Idril looked from her beloved uncle to his tall, thin companion. In her efforts to be polite and not stare at his truncated arm, she found herself gazing steadily at his bright eyes and sharp-boned face. Fingon smiled and winked at Turgon. "Idril," he said, "this is Maglor's older brother, our Cousin Maedhros. Will you greet him nicely?" Turgon's eyes went wide, and he sucked in a sharp breath, but he did not speak. Idril stared for another moment, then bobbed a little curtsey.
"Hello, Cousin Maedhros," she said. "I am Idril, Turgon's daughter. I am glad to meet you."
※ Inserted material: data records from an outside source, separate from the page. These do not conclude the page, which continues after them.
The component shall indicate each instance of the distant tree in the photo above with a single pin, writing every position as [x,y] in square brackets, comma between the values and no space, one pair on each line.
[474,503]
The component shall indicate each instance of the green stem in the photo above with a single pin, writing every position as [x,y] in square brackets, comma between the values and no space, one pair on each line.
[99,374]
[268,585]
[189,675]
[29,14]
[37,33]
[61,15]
Maedhros smiled. "Hello, Idril," he said. "I am Maedhros, Fëanor's son. It is my pleasure to meet such a charming little lady as you are." He reached out and took her left hand in his, planting a delicate kiss on her knuckles just as if she were a grown lady. Idril giggled, and Turgon put his hand on her shoulder.
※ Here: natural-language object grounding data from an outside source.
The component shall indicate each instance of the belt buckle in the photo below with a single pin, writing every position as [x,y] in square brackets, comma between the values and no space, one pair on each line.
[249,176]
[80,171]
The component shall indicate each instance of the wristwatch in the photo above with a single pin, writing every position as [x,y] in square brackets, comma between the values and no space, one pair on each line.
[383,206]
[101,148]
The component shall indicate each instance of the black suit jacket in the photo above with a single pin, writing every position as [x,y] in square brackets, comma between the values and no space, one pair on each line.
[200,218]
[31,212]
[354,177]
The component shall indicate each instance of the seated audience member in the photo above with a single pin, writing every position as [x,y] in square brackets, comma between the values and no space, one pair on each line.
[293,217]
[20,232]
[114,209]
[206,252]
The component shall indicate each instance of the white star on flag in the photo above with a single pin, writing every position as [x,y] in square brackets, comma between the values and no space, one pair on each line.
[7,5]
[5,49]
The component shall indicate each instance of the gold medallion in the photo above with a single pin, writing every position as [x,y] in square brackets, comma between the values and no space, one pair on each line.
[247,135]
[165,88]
"Come along, Idril," he said. "We have interrupted Fingon and Maedhros in their private conversation."
"Not at all," Maedhros said cheerfully. "I was simply explaining to my cousin here about all of the weighty responsibilities he will enjoy as the Crown Prince of the Noldor."
Fingon choked on his drink. He spluttered and coughed, and Turgon had to slap him on the back. Idril's face lit up. "Are you really a Crown Prince, Uncle Fingon?"
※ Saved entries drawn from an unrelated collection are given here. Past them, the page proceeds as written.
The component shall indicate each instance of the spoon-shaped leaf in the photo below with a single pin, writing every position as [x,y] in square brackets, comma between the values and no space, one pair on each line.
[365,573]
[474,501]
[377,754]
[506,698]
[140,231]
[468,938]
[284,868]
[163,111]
"His father is now High King, and he is the oldest son, so he is indeed a Crown Prince," Maedhros said, clearly enjoying the moment.
Fingon coughed. "Neither does the younger son escape responsibility," he told Idril, determined to spread the shock around. "Turgon your father is also a royal prince now."
Idril whirled to face her father. "Really, father? Are you really a royal prince?"
"It seems that I am," Turgon said, and he gave Fingon a look that promised mischief later.
"Does that mean that I am a princess?" Idril asked.
Turgon laughed in spite of himself. "You have always been my princess, Idril," he said. Maedhros put his hand over his heart and inclined his head.
"Indeed you are a princess, Idril," Maedhros said. "The daughter of a prince and the granddaughter of the High King can be nothing less."
"Did you hear, Father?" Idril said, dancing a little with excitement. "I am a really truly princess. Cousin Maedhros said so."
Turgon sighed and finally cracked a smile at Maedhros. "Cousin Maedhros does not have any idea what he has begun by naming Fingolfin High King," he said. "He has unwittingly created a princess out of a whirlwind. Either the whirlwind must now learn some manners befitting a princess, or the Noldor will find themselves facing a greater peril than any they have yet known."
"I knew my decision would have interesting consequences," Maedhros said cheekily. "Idril, have you met the rest of my family? I have five other brothers besides Maglor, and I am sure that they would be eager to dance with the new Princess of the Noldor."
"More cousins?" Idril asked. "There are more cousins to meet?"
"Five more," Turgon said. "Come, let us go say hello and leave Uncle Fingon and his friend to their conversation."
"All right," Idril said. "I like cousins. Cousins are the best thing in the world! Goodbye, Cousin Maedhros."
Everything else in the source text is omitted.